Tuesday I attended the Media Web Meetup V: The Gulf Between NorCal and SoCal, is it so big?, the idea being (in this context pushed by Songbird founder Rob Lord; I presented at the first Media Web Meetup and have attended a few others) that in Northern California entrepreneurs are trying to build new services around music, nearly all stymied by protectionist copyright holders in Southern California. I really did not need to listen to yet another panel asking how the heck is the music recording distribution industry going to use technology to make money, but this was a pretty good one as those go. One of the panelists kept urging technologists to “fix [music] metadata” as if doing so were the key to enabling profit from digital music. I suppressed the urge to sound a skeptical note, as investing more in metadata is one of the least harmful things the industry might do. Not that I don’t think metadata is great or anything.

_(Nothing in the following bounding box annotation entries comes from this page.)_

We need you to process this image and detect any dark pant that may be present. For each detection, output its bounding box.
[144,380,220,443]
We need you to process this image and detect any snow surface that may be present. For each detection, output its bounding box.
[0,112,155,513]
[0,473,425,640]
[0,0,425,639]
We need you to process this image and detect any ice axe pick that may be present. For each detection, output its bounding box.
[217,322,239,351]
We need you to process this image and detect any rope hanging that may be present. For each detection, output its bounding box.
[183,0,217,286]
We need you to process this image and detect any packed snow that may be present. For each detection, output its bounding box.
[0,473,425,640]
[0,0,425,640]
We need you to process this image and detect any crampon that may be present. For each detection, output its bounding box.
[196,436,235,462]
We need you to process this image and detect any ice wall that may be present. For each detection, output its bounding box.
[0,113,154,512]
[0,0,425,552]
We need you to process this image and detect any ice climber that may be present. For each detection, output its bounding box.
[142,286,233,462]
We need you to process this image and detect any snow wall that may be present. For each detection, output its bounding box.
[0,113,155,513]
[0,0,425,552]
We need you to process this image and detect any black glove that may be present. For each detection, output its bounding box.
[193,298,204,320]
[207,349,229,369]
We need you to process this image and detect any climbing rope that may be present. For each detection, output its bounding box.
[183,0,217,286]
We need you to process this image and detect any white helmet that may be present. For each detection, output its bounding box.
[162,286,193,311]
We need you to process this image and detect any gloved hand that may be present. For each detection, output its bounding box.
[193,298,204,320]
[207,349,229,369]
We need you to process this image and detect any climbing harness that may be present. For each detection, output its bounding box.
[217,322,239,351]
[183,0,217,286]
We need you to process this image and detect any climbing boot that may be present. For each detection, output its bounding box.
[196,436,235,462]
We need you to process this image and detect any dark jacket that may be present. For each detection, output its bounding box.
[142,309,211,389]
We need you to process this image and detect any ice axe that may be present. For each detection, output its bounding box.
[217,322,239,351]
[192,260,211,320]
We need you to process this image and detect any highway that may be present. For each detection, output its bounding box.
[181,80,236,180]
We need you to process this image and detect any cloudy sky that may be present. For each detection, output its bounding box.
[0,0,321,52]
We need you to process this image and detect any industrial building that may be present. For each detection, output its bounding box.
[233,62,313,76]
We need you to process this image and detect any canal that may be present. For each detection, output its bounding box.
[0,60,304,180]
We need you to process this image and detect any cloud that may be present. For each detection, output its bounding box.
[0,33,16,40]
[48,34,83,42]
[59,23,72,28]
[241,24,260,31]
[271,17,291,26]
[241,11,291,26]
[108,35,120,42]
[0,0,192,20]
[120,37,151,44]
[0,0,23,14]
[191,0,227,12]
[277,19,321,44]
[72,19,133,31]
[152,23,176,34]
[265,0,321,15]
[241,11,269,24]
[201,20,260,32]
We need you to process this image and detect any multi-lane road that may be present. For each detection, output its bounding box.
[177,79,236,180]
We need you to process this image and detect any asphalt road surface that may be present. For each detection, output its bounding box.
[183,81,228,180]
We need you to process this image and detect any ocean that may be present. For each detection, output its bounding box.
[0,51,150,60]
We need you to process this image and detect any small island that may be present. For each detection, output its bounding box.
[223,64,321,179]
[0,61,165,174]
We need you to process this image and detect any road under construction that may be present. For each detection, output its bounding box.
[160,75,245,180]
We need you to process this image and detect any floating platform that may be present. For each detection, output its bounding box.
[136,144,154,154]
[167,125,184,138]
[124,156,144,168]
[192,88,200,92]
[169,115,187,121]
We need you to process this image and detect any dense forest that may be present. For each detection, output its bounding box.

Thursday evening I was on a ‘Copyright 2.0’ panel put on by the American Society of Media Photographers Northern California. I thought my photo selection for my first slide was pretty clever. No, copyright expansion is not always good for the interests of professional photographers. The other panelists and the audience were actually more open minded (both meanings) than I expected, and certainly realistic. The photographer on the panel even stated the obvious (my paraphrase from memory): new technology has allowed lots of people to explore their photographry talents who would otherwise have been unable to, and maybe some professional photographers just aren’t that good and should find other work. My main takeway from the panel is that it is very difficult for an independent photographer to successfully pursue unauthorized users in court. With the sometime exception of one, the other panelists all strongly advised photographers to avoid going to court except as a last resort, and even then, first doing a rational calculation of what the effort is likely to cost and gain. The best advice was probably to try to turn unauthorized users into clients.
Friday evening I went to San Jose to be on a panel about New Media Artists and the Law. Unlike Thursday’s panel, this one was mostly about how to use and re-use rather than how to prevent use. This (and some nostalgia) made me miss living in Silicon Valley — I lived in Sunnyvale two years (2003-2005) and San Jose (2005-2006) before moving back to San Francisco. Nothing really new came up, but I did enjoy the enthusiasm of the other panelists and the audience (as I did the previous day).
Staturday I went to Ubuntu Restaurant in Napa, which apparently does vegetable cuisine but does not market itself as vegetarian. I think that’s a good idea. The food was pretty good.